Tuesday, April 19, 2016

Reaching a conclusion

The series starts here

I was looking at this graph again ...

Graph #1:
... and I noticed the big clump of dots in the middle. Pretty obvious, really. Most of the dots fall between 3.0 and 5.0 (give or take) on the horizontal axis. You could think of the dots to the left of 3.0 as outliers. I think you'd be stretching it, because there's a lot of dots there, but you might argue it. Same for dots to the right of 5.0. Or 5.3 maybe, somewhere in there.

If all those leftmost outliers by some odd coincidence happened to favor the high side of RGDP growth, well, that would bring up the left end of the trendline.

And if all those rightmost outliers happened to favor the low side of RGDP growth, that would push the right end of the trendline down.

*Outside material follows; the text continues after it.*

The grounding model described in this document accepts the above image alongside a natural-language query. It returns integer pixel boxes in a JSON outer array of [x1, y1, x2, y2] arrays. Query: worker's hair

To be sure, to my eye, the leftmost dots favoring high RGDP growth and the rightmost dots favoring low RGDP growth, that's the whole point. That's what I'm trying to get you to see. I don't think they are outliers at all. I think they are evidence.

But let's say there is some unknown force or invisible hand that pulls the leftmost dots up and pushes the rightmost dots down. I don't know, maybe there is such a force. If it's unknown, you don't know it. So let's just assume (for the moment) that there is such a force affecting those outlier dots on the left and the right.

Let's add some red lines to separate the central cluster from the outliers:

Graph #2: Selecting the central cluster, and calling the rest "outliers"
In Excel, if you hover over one of the dots, a little window pops up to identify the point and tell you the values. A nice little window, not like that big clunky thing you get at FRED. I used that little window to determine the outlier values I would ignore. I'm ignoring everything to the left of 3.25 on the horizontal axis, and everything to the right of 5.25.

The line at 3.25 was a tight fit!

Okay, so I sorted the data in Excel. Sorted on the P2P ratio. That brought all the ratio values that are less than 3.25 to the top of the list. I deleted them. And from the bottom of the list I deleted all the rows with a ratio value over 5.25. So now the list includes only the dots that are between the red lines on Graph #2.

Here is the graph showing the subset:

Graph #3: The Central Cluster
See the trendline? It is still higher on the left and lower on the right.
Even if we make the outrageous assumption that two thirds of the dots on the original graph are outliers, when we eliminate them and look at what's left, the graph shows that the economy performs better when the ratio of private debt to public debt is low.

There is no odd coincidence pulling the leftmost dots up. There is no invisible hand pushing the rightmost dots down. There is no such force affecting the outlier dots. The dots are not outliers. It is a low P2P ratio that pulls dots up, and a high P2P ratio that pushes dots down. The ratio of private debt to public debt affects economic growth.